The Perfect Match

The Perfect Match
Amarah Menggebu



Kini, tak ada satupun yang bersuara, para pelayan yang tidak bisa berbuat apa-apa hanya bisa diam hening, saling membisu dan menatap Ken yang berdiri tanpa semangat, pandangannya kosong setelah kepergian Valerie. “Arrghhh!” Ken berteriak seketika, berjalan masuk kedalam ruang kerjanya dengan suara bantingan pintu yang cukup keras.

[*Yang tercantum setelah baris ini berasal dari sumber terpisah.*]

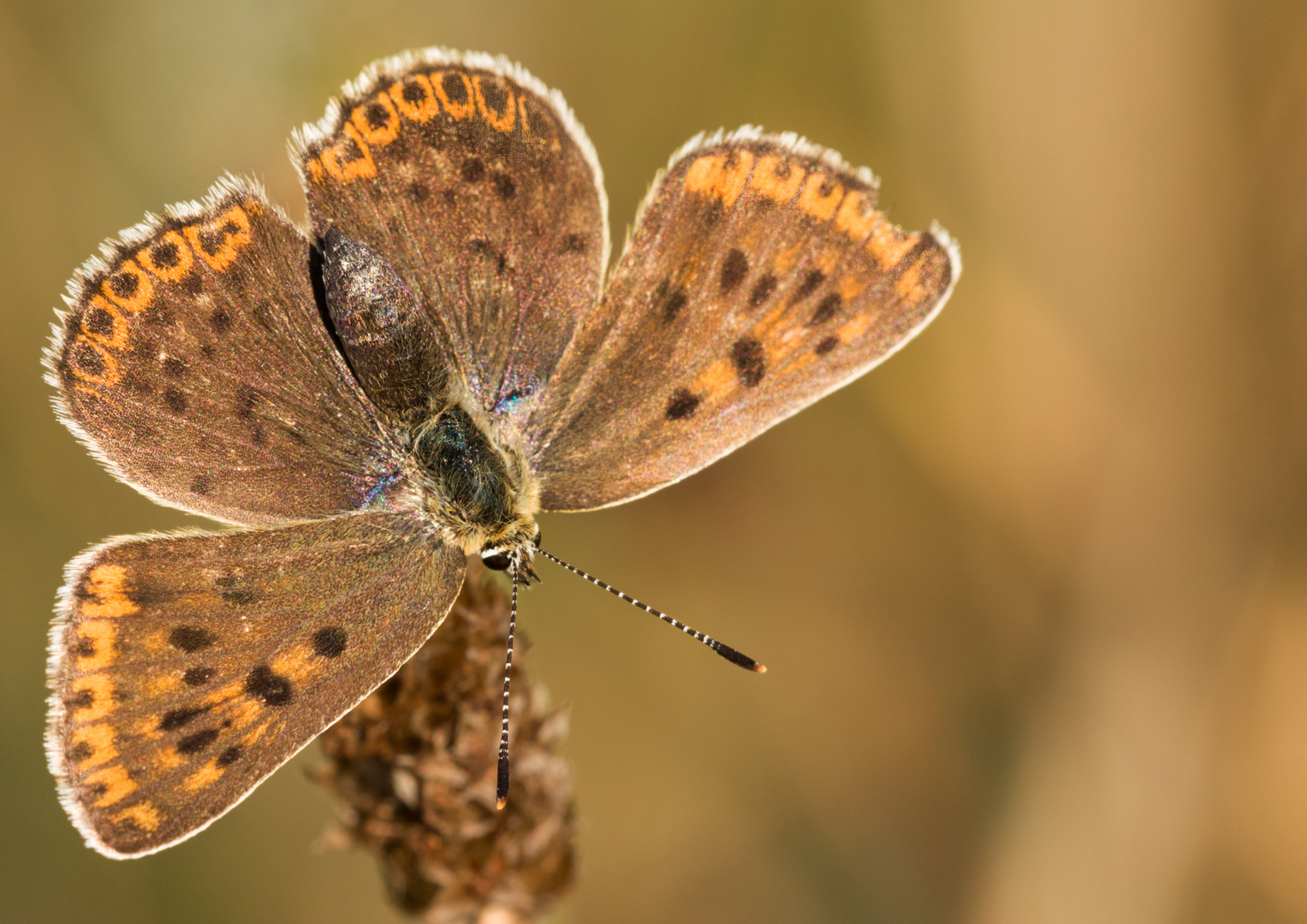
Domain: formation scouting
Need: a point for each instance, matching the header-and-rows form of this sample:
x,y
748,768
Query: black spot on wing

“Tidak bisa kah aku merasakan cinta?!” Ken mengambil sebuah vas kecil diatas meja kerja, membantingnya dengan keras. “Tidak bisa kah aku merasakan bahagia?!” teriak Ken kembali sambil menyapu kasar semua barang yang ada di atas meja kerja. Hidup ini seakan tidak pernah berpihak padanya, tidak adil dan terlalu keras. Saat ia menaruh hatinya pada Amber, ia harus merasakan sakit atas pengkhianatan. Lalu kini, saat ia sudah mencintai Valerie, ia harus merasakan sakit kembali. Kedua orangtua Valerie mengambil Valerie dari sisinya, membuat Ken lagi-lagi harus menjalani hidup seorang diri, tanpa rasa cinta, tanpa disayangi dan tanpa seorang penguat untuk hidupnya yang menyedihkan ini. Apa semua ini takdirnya? Apa semua ini karma?.


“Carl.” Tiba-tiba rahang Ken mengeras, amarahnya menggebu, semua ini karena adik s i a l a n nya itu, semua ini tidak akan terjadi karena sikap egois Carl. Ia harus membayar ini semua, memberi pelajaran agar tidak pernah berani berurusan lagi dengan Ken.


Tak membutuhkan waktu lama, jika Ken sudah berencana, saat itu juga ia harus bertindak. Ia melangkahkan kakinya dengan pasti, keluar dari dalam ruangan dan membuat beberapa pelayan yang ia lewati menundukan kepalanya sopan. Namun Ken tidak memperdulikannya, ia terus berjalan keluar dan mendekati mobil berwarna hitam yang paling dekat dengan pintu.


“Tuan-.”


“Berikan aku kunci mobil.” Tegas Ken.


Pria itu tampak kebingungan dan mengeluarkan kunci mobil. “Tuan, biar aku antar.”


“Tidak, aku akan menyetir sendiri.” Ken merebut paksa kunci itu dengan cepat, ia tidak ingin basa-basi dan mengulur waktu. Setelah masuk kedalam mobil, ia melaju dengan kecepatan kencang, hatinya kembali meringis saat mengingat kejadian tadi.


‘Kek, aku mohon, aku mencintai Valerie.’ Alex berbalik, menatap Ken dengan raut wajah sedih. Kepalanya menggeleng pelan.


‘Valerie, kau tidak ingin pergi bukan? Kau percaya aku mencintai mu kan?’ teriak Ken.


Langkah Valerie terhenti, ia berbali menatap Ken, wajahnya tampak sedih, bingung, ia tersesat dan tak tahu dengan ucapan mana yang paling benar. ‘Aku mencintai mu, tapi- aku butuh waktu untuk berpikir.’ Jawab Valerie sendu.


‘Sudahlah Ken, lepas kan Valerie, aku ingin anak ku bahagia dan mendapatkan pria yang tulus mencintainya.’ Sahut Justin yang sudah tidak sabar meninggalkan tempat ini.


‘Aku tulus mencintainya!’ bantah Ken.


‘Dan kami semua meragukannya. Ah, dan satu lagi Ken. Jangan pernah menjemput Valerie, karena semua itu akan sia-sia.’


Ken kembali pada kenyataan, menggenggam erat setiran mobil. Ia kesal, marah, pada semua orang bahkan dengan dirinya sendiri. “Sial!” dengusnya dengan keras. Ini semua memang salah, niat awal yang salah dan sialnya semua orang menyadari. Namun Ken sudah mencintainya dengan tulus, bukan perihal balas dendam lagi, tapi semuanya percuma, sudah terlambat.